Mon bonheur n’a point eu de douteuse apparence[2] :
Tes dons ont devancé même mon espérance ;
Et ton cœur généreux m’a surpris d’un bienfait 15
Qui ne m’a pas coûté seulement un souhait.
La grâce en affoiblit[3] quand il faut qu’on l’attende :
Tel pense l’acheter alors qu’il la demande ;
Et c’est je ne sais quoi d’abaissement secret
Où quiconque a du cœur ne consent qu’à regret. 20
C’est un terme honteux que celui de prière :

    Par virtute suis patribus novus emicat heros,
    Maxima qui tenui pro munere dona refundit.
    Te duce, magne héros, quo nil sublimius æther
    Francigenis, et nil melius dedit Itala tellus,
    Juli, purpurea flamen dignissime palla,
    Te duce, Roma suos, largo in me prodiga fœtu,
    Fudit opes, nec in ancipiti fortuna pependit :
    Spem merces oblata præit ; Charitesque profusa
    Occurrere manu ; quodque est mirabile, munus
    Non optare licet, tu me auri pondere sponte
    Obruis, et votis potior non ante cupitis.
    Gratia quæ petitur subito evolat, et prece emaci
    Qui prior ambit opes, tacitum sub pectore vulnus
    Sentit, et invitas concesso munere gaudet ;
    Nam pudor est, verba et vultum præferre precantis.

  1. On lit ici dans le Recueil de 1671, dans les Œuvres diverses de 1738 et dans toutes les éditions postérieures : homme, au lieu de âme.
  2. Var.
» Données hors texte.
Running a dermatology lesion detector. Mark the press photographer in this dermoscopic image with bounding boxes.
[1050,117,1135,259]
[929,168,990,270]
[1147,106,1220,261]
Mon honneur n’a point eu de douteuse apparence.
    (Elogia, Recueil et Œuvres diverses.)
  3. Affoiblit est pris dans le sens neutre, comme se prend le simple foiblir. Voyez le Lexique. — Le Recueil, les Œuvres diverses, et toutes les éditions postérieures portent. La grâce s’affoiblit.